2. If we allow for the incomplete elements to be added to the
pathTrace then the aggregator can determine there are parts of
the network not supporting pathTrace, and still allow partial
trace information to be sent to the uPA as part of the commit.
This would provide more detail than no pathTrace, but still
allow the uPA to see some information is missing.
#2 also allows you to determine the NSA not supporting
pathTrace while #1 does not.
We just finished the implementation of pathTrace in our
BoD uPA and Safnari aggregator and decided to leave out
any segment information for NSA that do not support
pathTrace, like in the first example, as this most
closely follows the behavior description in the
"Applying Policy in the NSI environment" document.
My personal choice would be to implement the behavior as
described by the second example ...
Cheers,
HansT.
On 28/11/2016 14:19, Hans
Trompert wrote:
Hi,
While implementing the pathTrace as described in
gfd-r-nsi-policy-public-comment-v6 I stumbled on the
following. If an uPA does not support pathTrace it is
possible for an AG to detect this if it receives a
pathTrace without a path element in the reserve.cf.
The text states:
If an AG has done additional path finding
on the reserve.rq it MUST assemble the child path
within the pathTrace element in topological order.

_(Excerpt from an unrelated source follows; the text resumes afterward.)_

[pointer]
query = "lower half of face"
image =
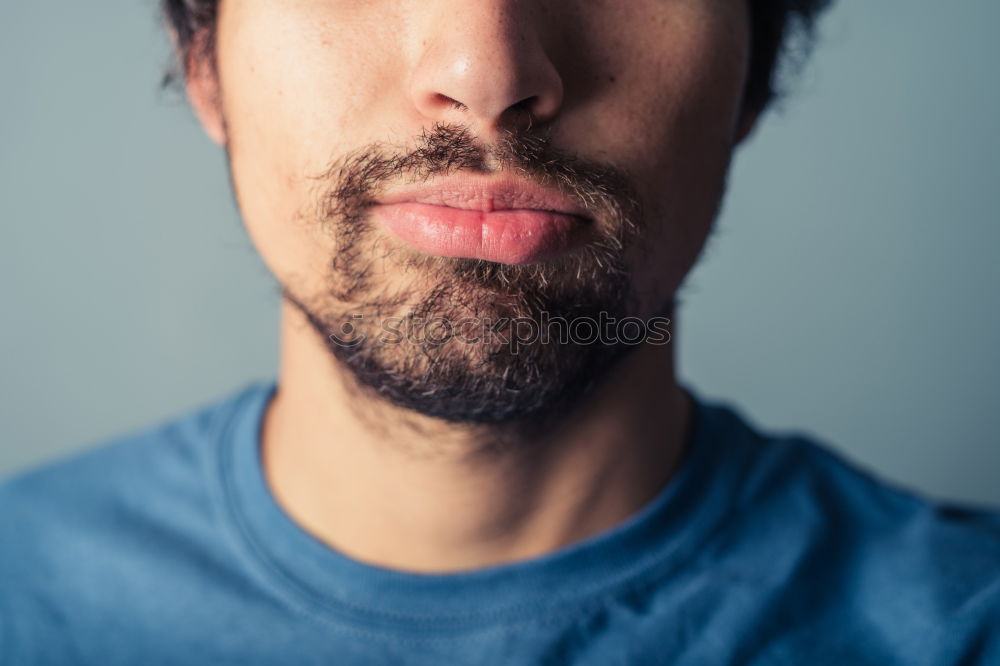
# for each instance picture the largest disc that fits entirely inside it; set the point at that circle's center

The order number in the segment MUST start at zero
(0) and MUST be incremented by one (1) for each new
segment.
Does this mean that the AG should only number the
segments from path elements that were actually
returned by its children and ignore empty pathTrace
elements, or should the AG detect an empty pathTrace
element and add an empty segment to the trace?
For example, if the uPA of aruba and bonaire do
support pathTrace and curacao does not, should it
return:
Furthermore, if an uPA that does not support pathTrace
and is hidden from the AG by another AG downstream
then it is possible that this uPA will stay hidden if
the AG downstream does not add an empty segment
element for this uPA. Aggregators that do not support
pathTrace can be detected as well this way.